Part1: This is part one of series I/O tuning.
Most of the performance tuning issues can be related to I/O in any database. Oracle provides only two main parameters to control I/O behaviour these are filesystemio_options and disk_asynch_io
filesystemio_options alllows you to specify synchronous and asynchronous read/write and direct and indirect read write. By default it is none it means operating systen's default I/O mode is selected which is synchronous read/write and indirect read write that is file system cached read write operations. But since disk_asynch_io parameter defaults to true Oracle supports asynchronous read write by default.
Oracle recommends to set parameter filesystemio_options to value 'setall' but it is not always good practise especially when SGA is small. setting it to setall lets your Oracle DB perform I/O operations without going to file system cache and it saves overhead of double caching but if SGA is smaller and DB host machine has large free memory then it is not good to set this parameter to value setall. In this case you should increase DB_CACHE_SIZE and only then set filesystemio_options to setall.
Five years ago I was setting up Oracle database to handle large I/O of new Dataware house project. I set filesystemio_options to setall. This speeded up load operations aproximately by 5% whose caching in file system was not useful as these were insert statements and not repeated. At the same time increased SGA to quite high to cache I/O as much as possible so that repetitive select queries can benefit from SGA as in this case when filesystemio_options was set to setall then file system cache was not available.

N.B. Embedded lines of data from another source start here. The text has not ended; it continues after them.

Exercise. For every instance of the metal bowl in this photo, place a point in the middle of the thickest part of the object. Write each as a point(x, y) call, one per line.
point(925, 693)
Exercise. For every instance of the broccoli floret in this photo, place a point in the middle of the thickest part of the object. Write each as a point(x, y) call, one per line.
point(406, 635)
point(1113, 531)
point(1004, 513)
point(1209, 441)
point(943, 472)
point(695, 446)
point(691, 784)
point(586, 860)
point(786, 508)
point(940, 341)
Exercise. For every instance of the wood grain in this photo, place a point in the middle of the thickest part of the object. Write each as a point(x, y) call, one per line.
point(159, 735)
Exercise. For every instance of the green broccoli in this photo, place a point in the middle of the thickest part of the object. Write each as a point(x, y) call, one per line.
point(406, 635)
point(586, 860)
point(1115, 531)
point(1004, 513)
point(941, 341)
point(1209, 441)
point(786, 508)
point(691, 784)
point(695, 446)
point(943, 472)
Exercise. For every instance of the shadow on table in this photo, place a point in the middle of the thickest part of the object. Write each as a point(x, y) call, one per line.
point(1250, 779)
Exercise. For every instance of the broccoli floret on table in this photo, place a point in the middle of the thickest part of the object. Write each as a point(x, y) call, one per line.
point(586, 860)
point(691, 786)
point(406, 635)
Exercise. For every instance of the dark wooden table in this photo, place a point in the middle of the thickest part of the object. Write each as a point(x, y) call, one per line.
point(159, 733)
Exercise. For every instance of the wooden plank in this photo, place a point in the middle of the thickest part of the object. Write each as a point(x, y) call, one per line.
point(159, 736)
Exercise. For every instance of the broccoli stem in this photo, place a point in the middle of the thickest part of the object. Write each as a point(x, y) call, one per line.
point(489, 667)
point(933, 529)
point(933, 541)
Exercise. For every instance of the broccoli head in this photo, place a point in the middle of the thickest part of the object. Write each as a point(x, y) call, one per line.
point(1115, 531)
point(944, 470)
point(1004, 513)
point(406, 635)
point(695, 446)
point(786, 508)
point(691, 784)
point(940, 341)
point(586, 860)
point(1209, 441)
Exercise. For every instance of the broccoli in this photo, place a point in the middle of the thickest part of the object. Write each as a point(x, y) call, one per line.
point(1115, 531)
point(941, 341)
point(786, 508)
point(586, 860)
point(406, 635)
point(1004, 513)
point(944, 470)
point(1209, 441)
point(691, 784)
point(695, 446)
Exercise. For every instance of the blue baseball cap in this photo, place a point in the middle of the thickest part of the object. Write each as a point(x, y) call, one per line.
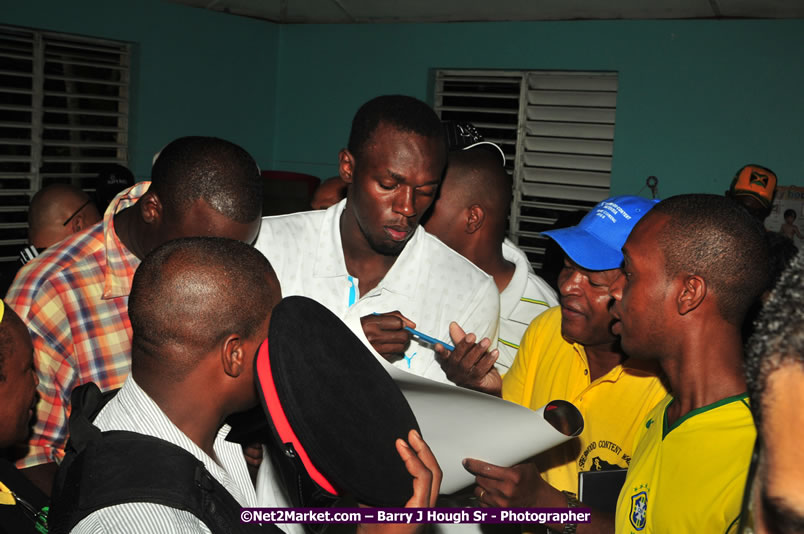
point(596, 242)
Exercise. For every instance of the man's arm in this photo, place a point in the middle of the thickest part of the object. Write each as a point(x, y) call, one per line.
point(522, 486)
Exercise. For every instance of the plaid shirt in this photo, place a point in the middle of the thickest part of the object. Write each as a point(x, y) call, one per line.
point(74, 299)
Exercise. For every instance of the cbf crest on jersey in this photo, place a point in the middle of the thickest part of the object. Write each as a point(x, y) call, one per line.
point(639, 510)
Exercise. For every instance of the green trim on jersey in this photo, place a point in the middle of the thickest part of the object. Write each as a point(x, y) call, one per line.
point(667, 428)
point(733, 524)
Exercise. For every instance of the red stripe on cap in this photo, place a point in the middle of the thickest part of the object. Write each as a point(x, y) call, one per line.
point(286, 433)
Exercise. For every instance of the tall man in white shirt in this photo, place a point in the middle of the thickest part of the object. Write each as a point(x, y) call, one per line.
point(367, 260)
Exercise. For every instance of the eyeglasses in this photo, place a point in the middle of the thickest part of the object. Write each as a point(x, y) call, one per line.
point(70, 218)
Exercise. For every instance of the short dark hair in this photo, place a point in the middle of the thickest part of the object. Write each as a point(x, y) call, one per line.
point(221, 173)
point(404, 113)
point(193, 292)
point(712, 236)
point(10, 319)
point(778, 337)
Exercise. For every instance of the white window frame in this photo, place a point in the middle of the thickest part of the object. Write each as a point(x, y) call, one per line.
point(559, 148)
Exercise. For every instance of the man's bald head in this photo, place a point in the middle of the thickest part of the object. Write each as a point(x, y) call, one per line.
point(190, 294)
point(475, 179)
point(55, 205)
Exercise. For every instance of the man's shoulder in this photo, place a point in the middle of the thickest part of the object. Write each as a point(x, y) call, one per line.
point(547, 322)
point(67, 261)
point(440, 256)
point(290, 228)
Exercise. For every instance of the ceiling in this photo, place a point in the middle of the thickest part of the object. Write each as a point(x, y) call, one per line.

So summary is be prudent when setting filesystemio_options to setall to enable direct read/write and asynchronous operations.
Other parameters to affect write (as well as read) is dbwriter_processes. When asynchronous I/O operations are slower in operating system in comparison to synchronous I/O then turn off asynchronous I/O by setting disk_asynch_io to false and set multiple db writer processes by increasing dbwriter_processes values from 1 to 2,3 or 4 suitable value to your system. Alternate is incrase dbwr_io_slaves from 0 to 2,3,4 suitable value.
You would be keen to disable asynchronous I/O when you see high average_wait on event db_file_parallel_wait. Other reason for turning it off will be synchronous I/O is more reliable.
SQL> select event,average_wait from v$system_event where event like 'db file parallel write';
EVENT AVERAGE_WAIT
---------------------------------------------------------------- ------------
db file parallel write 28.2 [ centi seconds]
This is not a very good ASYNCH I/O. Try Synchronous I/O
Note 1: Asynchronous I/O operations are more prone to block corruptions than synchronous operations so many DBAs disable it and follow practice as mentioned in above paragraph. So if you do not have standby databases and oracle 11g then which autoamatically recovers corrupted block on primary then you would not want asynchronous I/O
Note 2: For 11g R2 for tuning purpose, the “db file async I/O submit” should be treated as “db file parallel write” in previous releases.